Diets recommended by doctors, as well as many of the meal programs found
in diet books, are based upon a low-calorie model.
When dieting, you should assume that
you will lose only about a pound a week.
However, during the initial stages of your diet, you may find that you
are actually losing more weight than that because you are losing water. While you can use a standardized diet, it is
perhaps best to work with a dietician in order to fine-tune the diet to meet
your individual needs.
Still, even if you are curbing your
calorie count, you’ll need to make sure that what you eat is nutritious. By paying close attention to nutrition
labels, you can determine the vitamin and mineral count of much of what you
consume. There are certain general
requirements for a healthy diet. For
instance, you’ll need to make sure that you are getting enough protein. For the typical woman, this would amount to
50 grams per day; for the typical man, 63 grams per day. Protein is vitally important for
strengthening your muscles and teeth and maintaining good skin tone. Protein sources can include lean meat, fish,
chicken, eggs, beans, and nuts. Experts
recommend that you have at least two servings of protein a day.
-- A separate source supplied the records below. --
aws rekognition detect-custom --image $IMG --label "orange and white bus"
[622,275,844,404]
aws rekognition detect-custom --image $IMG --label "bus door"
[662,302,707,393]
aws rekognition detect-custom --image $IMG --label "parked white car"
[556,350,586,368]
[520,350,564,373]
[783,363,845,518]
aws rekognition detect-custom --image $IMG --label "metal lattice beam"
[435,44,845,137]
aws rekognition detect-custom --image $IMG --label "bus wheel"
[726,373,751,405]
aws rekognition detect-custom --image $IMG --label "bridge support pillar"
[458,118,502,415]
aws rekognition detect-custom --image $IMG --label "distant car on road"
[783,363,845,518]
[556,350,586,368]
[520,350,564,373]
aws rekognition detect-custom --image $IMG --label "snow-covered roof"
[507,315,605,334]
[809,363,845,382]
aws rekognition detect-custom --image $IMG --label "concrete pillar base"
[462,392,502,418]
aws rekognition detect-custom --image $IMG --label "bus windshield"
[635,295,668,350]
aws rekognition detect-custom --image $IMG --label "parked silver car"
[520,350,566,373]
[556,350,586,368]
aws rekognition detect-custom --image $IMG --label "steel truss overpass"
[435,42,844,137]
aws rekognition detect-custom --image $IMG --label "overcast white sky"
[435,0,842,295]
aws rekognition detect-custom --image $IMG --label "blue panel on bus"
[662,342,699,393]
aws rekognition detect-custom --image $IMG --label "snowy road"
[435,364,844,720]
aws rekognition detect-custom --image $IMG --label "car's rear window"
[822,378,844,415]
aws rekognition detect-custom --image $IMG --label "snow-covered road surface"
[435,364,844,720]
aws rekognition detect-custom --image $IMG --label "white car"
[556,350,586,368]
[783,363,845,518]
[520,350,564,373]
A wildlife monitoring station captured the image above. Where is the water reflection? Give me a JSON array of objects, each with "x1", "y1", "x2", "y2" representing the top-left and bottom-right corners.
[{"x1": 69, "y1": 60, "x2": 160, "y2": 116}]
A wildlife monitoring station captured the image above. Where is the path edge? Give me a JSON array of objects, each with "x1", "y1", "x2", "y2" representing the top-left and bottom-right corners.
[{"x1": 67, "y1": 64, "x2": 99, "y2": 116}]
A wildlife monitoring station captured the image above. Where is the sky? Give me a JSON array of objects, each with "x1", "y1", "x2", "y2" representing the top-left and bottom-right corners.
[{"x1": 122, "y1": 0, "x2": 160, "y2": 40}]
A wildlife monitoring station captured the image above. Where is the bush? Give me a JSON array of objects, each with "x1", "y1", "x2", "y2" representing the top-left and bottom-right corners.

While low carb diets may be all the
rage, a number of dieticians say you need as many as 100 grams of carbohydrates
a day. This means consuming as many as
eleven servings of pasta, cereal, and bread in order to maintain a healthy
energy level. You should also eat at least
20 grams of fiber each day to aid your digestion. Less than a third of your calories should
come from fat in order to enable you to keep the pounds off. Only about one-tenth of your calories should
be derived from saturated fat. Also,
keep your cholesterol count under control in order to keep heart disease at
bay.
An important aspect of good nutrition
that many individuals forget is water.
This might be surprising, however, given the fact that most of our body
is made up of H20. Medical experts by
and large agree that you should drink at least eight glasses of water
everyday. Exercise, however, could
make you yearn for additional water.
Water is often considered the secret weapon of weight loss, enabling
people to shed pounds more easily.
Although it may be tempting, you
should not skip meals. This only serves
to decrease your metabolism, causing you to burn fat more slowly. Even a small meal is better than no meal at
all. Weight loss experts, however,
differ about the number of meals you should eat each day. Some recommend the standard three meals with
a couple of snacks, while others recommend five or six small meals each
day. You should probably check with your
physician to see which approach is appropriate for you.
Losing weight can be a difficult
challenge, no matter what your age. There are so many temptations around, so many
opportunities to boost your calorie count.
Also, you might try to follow one diet, only to find that it is
difficult to sustain. As a result, the
low-calorie diet may be the best method around for consistent weight loss. While you might not be able to lose weight
quickly, you can shed pounds eventually.
By being patient and committed to your weight loss program, you can
ultimately lose the weight you need to.